Assume that $u(x)$ is the classical solution solving $$a_{ij}(x)\partial_{ij}u(x)+b_i(x)\partial_iu(x)+c(x)u(x)=f(x)$$ on $\mathbb{R}^n$ for some smooth enough coefficients and uniformly elliptic $a_{ij}$. I am looking for the gradient bound of $u$ explicitly on the behavior of the coefficients.
I found that in Gilbarg and Trudinger's PDE book, Theorem 8.32 states that $$ |u|_{C^{1,\alpha}(B_1(x_0))}\leq C(n,K(x_0),\lambda_a)(|u|_{C^0(B_2(x_0))}+|f|_{C^{0}(B_2(x_0))}) $$ for some constant $C(n,K(x_0),\lambda_a)$ where $\lambda_a$ is the least eigenvalue of $a_{ij}$ and
$$\max \left\{1,|a_{ij}|_{C^{0,\alpha}(B_2(x_0))},|b_{i}-\partial_k a_{ij}|_{C^0(B_2(x_0))},|c|_{C^0(B_2(x_0))} \right\} = K(x_0). $$ Then I consider the equation, $$\dfrac{a_{ij}(x)}{K(x_0)}\partial_{ij}u(x)+\dfrac{b_i(x)}{K(x_0)}\partial_iu(x) +\dfrac{c(x)}{K(x_0)}u(x)=\dfrac{f(x)}{K(x_0)}$$ on $B_2(x_0)$. Therefore, the new $K$ in this situation should be smaller than 1.

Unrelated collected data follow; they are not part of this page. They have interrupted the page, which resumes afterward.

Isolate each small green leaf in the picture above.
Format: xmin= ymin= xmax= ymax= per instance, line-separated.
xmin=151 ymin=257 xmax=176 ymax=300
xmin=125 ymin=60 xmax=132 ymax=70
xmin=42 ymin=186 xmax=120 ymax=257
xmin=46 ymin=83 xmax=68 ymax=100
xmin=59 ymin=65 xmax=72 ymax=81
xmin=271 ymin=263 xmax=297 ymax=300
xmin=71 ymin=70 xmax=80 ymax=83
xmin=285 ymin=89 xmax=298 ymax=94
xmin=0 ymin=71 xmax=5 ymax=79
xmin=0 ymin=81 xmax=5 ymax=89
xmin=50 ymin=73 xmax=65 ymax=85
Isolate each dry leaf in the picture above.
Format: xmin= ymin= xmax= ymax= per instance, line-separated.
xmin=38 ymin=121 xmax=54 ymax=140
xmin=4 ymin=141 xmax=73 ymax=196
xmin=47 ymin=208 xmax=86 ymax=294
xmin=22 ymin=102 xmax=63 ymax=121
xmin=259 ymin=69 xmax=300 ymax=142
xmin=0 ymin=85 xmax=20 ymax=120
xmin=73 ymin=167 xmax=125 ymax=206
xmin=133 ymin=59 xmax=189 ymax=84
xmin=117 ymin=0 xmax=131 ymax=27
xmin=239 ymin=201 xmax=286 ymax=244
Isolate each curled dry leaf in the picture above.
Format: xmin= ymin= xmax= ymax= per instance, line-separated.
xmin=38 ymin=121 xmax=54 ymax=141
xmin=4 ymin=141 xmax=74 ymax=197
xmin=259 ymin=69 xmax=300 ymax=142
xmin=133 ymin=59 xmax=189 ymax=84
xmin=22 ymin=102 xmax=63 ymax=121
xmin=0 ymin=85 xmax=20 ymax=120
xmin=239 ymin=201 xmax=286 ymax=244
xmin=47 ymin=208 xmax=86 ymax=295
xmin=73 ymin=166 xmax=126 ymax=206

My question is: using this rescaling, can I conclude that $$ |u|_{C^{1,\alpha}(B_1(x_0))}\leq C\left(|u|_{C^0(B_2(x_0))}+\left|\dfrac{f(x)}{K(x_0)}\right|_{C^{0}(B_2(x_0))}\right)$$ with $C$ only depending on $n$ and $\lambda_a$?